Di luar itu, kita pun mungkin saja menghadapi peperangan dan permusuhan yang bersifat personal. Berminggu-minggu, berbulan-bulan, bahkan bertahun-tahun. Tak jarang permusuhan itu berumur lebih dari tujuh turunan. Terlalu sia-sia sebenarnya. Tapi adakah yang sia-sia bila kita berhadapan dengan sesuatu yang kita sebut sebagai pembelaan dan perjuangan mempertahankan kehorman dan harga diri? Tak ada yang terasa sia-sia meski jauh di dalam hati, kita sebenarnya tahu bahwa apa yang kita lakukan dengan terus merawat permusuhan itu memang hanya sia-sia belaka.
Pertanyaannya kemudian, mungkinkah kita memaafkan dan berdamai dengan mereka yang kita anggap sebagai musuh? Jawabannya tentu saja mungkin. Bisa. Bukankah semua agama dan kepercayaan selalu mengatakan demikian? Kunci memaafkan sebenarnya ada di tangan kita. Bagaimana cara menggunakannya?
Lepaskan Kemelekatan Pada Diri Sendiri
Rasa amarah dan benci amat mudah singgah manakala kata “musuh” melintas di benak kita. Jangan biarkan perasaan itu menguasai dan menggerakkan reaksi yang kita lontarkan. Bila perasaan itu datang, usahakan menghentikannya. Mengingat rasa marah dan benci akan terus melekat pada setiap ingatan tentang orang tersebut dan kita tak bisa menghentikannya, hal yang paling mungkin kita lakukan adalah menghentikan pikiran kita untuk hentikan diri kita. Amati dan berhati-hati dengan perasaan tersebut. Saat perasaan itu muncul, berusahalah melepaskan diri dari pikiran kita sendiri. Menarik napas panjang – bila perlu lepaskan dengan sedikit hentakan, dan berdiam diri sejenak, biasanya cukup ampuh untuk memberi sedikit ruang bagi pikiran untuk berhenti sebelum kita alihkan perhatian pada hal lain.

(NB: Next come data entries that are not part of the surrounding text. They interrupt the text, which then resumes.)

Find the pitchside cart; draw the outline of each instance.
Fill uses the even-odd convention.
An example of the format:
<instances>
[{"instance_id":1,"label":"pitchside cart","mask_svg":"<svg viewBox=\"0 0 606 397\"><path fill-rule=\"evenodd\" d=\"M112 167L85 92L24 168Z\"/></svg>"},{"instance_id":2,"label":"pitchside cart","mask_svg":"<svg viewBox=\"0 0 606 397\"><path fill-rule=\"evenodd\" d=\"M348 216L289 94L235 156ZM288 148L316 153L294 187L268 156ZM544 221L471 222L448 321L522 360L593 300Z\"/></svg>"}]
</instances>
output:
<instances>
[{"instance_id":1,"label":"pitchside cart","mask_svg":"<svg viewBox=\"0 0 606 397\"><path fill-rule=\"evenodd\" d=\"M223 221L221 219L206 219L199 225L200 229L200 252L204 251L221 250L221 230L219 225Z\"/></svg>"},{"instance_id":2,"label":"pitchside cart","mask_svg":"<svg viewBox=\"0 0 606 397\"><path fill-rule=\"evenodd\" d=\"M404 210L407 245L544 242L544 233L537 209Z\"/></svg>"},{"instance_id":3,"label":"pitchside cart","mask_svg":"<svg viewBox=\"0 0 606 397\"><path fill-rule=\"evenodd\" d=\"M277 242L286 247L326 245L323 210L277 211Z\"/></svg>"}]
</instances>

Berusaha Melihat Dari Sudut Pandangnya
Meski sulit, berusahalah memakai “sepatunya” untuk melihat persoalan. Bayangkan bila kita adalah dia, apa yang akan kita rasakan dalam hati, bagaimana musuh kita bisa menjadi seperti dirinya saat ini. Pendapat yang mengatakan bahwa setiap orang memiliki “pertempuran”nya sendiri, masih sangat mutlak untuk diyakini. Bahwa tak ada orang yang benar-benar baik dan benar-benar buruk pun adalah fakta yang sulit disangkal kebenarannya. Maka, cobalah berusaha memakai sepatu dan topi musuh kita, agar kita bisa sedikit memahami apa yang ia alami, meskipun kita tak ingin, dan memahaminya sama sekali tak penting.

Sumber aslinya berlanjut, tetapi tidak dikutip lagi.